ERISA Plan Can Disgorge Money From Attorney and Client According To 6th Circuit

The United States Court of Appeals for the 6th Circuit has issued an important opinion in an ERISA case. In Longaberger Co. v. Kolt, No. 08-4432 Nov. 16, 2009. the court held an ERISA plan could enforce its reimbursement rights against an attorney who obtained a personal injury settlement on behalf of an insured.
The attorney negotiated a $135,000 settlement on behalf of a client who was involved in an automobile accident. Only $1,000 remained in his lawyer’s trust account after disbursing $86,000 to the client, and then taking $45,000 as an attorney fee and paying other lawyers involved in the case.
The client was an insured of the plaintiff, an employee welfare benefit plan. The plaintiff sued the attorney under ERISA, seeking reimbursement for $114,000 in medical bills paid on behalf of the client.

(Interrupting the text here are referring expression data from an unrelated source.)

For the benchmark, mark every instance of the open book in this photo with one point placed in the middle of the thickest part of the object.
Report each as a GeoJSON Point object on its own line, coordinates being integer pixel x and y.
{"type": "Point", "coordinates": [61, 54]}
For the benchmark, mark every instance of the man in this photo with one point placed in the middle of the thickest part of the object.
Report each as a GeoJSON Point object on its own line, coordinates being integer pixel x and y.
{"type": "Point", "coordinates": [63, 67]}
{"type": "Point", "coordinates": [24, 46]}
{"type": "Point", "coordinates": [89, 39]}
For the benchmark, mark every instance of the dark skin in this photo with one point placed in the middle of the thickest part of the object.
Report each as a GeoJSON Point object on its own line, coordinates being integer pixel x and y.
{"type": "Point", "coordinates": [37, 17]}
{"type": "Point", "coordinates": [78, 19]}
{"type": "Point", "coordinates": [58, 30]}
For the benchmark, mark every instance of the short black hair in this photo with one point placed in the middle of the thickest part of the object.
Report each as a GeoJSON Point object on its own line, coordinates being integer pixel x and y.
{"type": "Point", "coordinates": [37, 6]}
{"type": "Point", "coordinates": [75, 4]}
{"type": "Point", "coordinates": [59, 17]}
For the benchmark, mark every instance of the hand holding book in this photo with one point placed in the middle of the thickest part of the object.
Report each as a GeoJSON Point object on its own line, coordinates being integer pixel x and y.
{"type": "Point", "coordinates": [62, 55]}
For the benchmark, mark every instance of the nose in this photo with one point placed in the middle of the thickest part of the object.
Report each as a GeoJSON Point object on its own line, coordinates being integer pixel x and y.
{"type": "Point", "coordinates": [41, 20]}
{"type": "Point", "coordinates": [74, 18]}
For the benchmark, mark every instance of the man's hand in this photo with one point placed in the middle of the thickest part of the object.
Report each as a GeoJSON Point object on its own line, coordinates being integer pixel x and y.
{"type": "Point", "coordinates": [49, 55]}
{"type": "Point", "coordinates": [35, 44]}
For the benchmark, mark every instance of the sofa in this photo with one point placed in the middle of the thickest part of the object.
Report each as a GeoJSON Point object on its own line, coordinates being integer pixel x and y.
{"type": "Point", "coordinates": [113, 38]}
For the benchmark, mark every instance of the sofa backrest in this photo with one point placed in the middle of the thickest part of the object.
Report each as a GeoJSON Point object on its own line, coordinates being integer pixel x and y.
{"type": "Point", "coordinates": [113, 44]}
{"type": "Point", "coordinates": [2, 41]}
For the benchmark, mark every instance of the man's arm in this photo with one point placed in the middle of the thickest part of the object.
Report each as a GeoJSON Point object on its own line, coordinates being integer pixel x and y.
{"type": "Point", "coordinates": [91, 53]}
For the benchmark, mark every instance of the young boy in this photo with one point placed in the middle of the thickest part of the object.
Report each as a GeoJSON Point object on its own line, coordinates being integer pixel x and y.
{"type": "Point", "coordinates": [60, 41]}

The court held that the plan was entitled to equitable restitution pursuant to §502(a)(3) of ERISA as construed by the U.S. Supreme Court in Sereboff v. Mid Atlantic Medical Services Inc.
The court held that the fact that the attorney disregard the plans first lien and commingled the settlement funds did not defeat the claim for equitable relief, because under Sereboff, the plan was free to follow a portion of the settlement funds into the attorney’s hands.
Any attorney handling a claim in which there is or may be a claim for reimbursement from a health insurance carrier must carefully examine the plan to determine if the reimbursement language is proper and if the plan is self-insured. Failure to do so can have serious financial and legal consequences.